A pesquisadora destaca que obras como o porto de Chancay, no Peru, e a própria Ferrovia Bioceânica fazem parte de uma estratégia chinesa para garantir alternativas logísticas frente à crise no canal do Panamá e às pressões dos EUA.

“A Ferrovia Bioceânica se torna uma alternativa viável para a China, pois reduz a dependência logística do canal panamenho, ampliando as opções comerciais para a América Latina”, explica Corrêa.

Ela ressalta que o projeto atende à necessidade dos países sul-americanos de aumentar sua autonomia econômica e política, tornando-se hubs industriais e logísticos conectados diretamente aos mercados asiáticos, sem depender das rotas tradicionais controladas por Washington.

“Os EUA percebem o envolvimento do capital chinês nesse projeto como uma ameaça direta à sua influência, e por isso tentam utilizar instrumentos como o Banco Interamericano de Desenvolvimento (BID) para bloquear financiamentos a projetos que envolvem empresas chinesas”, afirmou.

Corrêa reforça que há indicações de que Washington pretende ampliar sua presença militar e diplomática na região para contrabalançar o avanço da influência chinesa, conforme ficou evidente nas recentes declarações de autoridades norte-americanas sobre a necessidade de “recuperar seu quintal”.

“A Ferrovia Bioceânica responde a uma demanda histórica dos países sul-americanos por maior integração regional e acesso direto aos mercados asiáticos, algo que os EUA não têm interesse em promover”, concluiu.

Perspectivas futuras

O comunicado recente do governo do Peru, propondo uma reunião com Brasil e China, sinaliza uma estratégia conjunta para acelerar a execução da Ferrovia Bioceânica, fortalecer a integração sul-americana e reduzir a dependência de rotas controladas pelos EUA.

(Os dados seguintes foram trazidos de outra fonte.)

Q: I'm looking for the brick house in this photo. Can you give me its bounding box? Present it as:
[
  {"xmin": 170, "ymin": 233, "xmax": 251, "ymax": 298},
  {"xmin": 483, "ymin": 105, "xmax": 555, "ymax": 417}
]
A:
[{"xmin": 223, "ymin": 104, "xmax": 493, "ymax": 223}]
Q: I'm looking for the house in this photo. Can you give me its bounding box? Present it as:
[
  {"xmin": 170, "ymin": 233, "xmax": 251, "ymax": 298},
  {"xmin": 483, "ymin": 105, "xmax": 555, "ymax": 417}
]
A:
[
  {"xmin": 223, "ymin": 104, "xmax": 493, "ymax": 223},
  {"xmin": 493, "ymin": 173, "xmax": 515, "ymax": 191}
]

“Os países da América Latina não querem mais ser apenas receptores de investimentos. Estão se posicionando como propositores ativos de projetos estruturantes, buscando parcerias que ofereçam condições mais equilibradas, especialmente com a China”, destacou Corrêa.

A especialista finaliza apontando que o projeto não apenas altera o cenário logístico regional, mas também contribui para a formação de uma nova ordem geopolítica, na qual a América Latina busca maior protagonismo e menor dependência das potências ocidentais.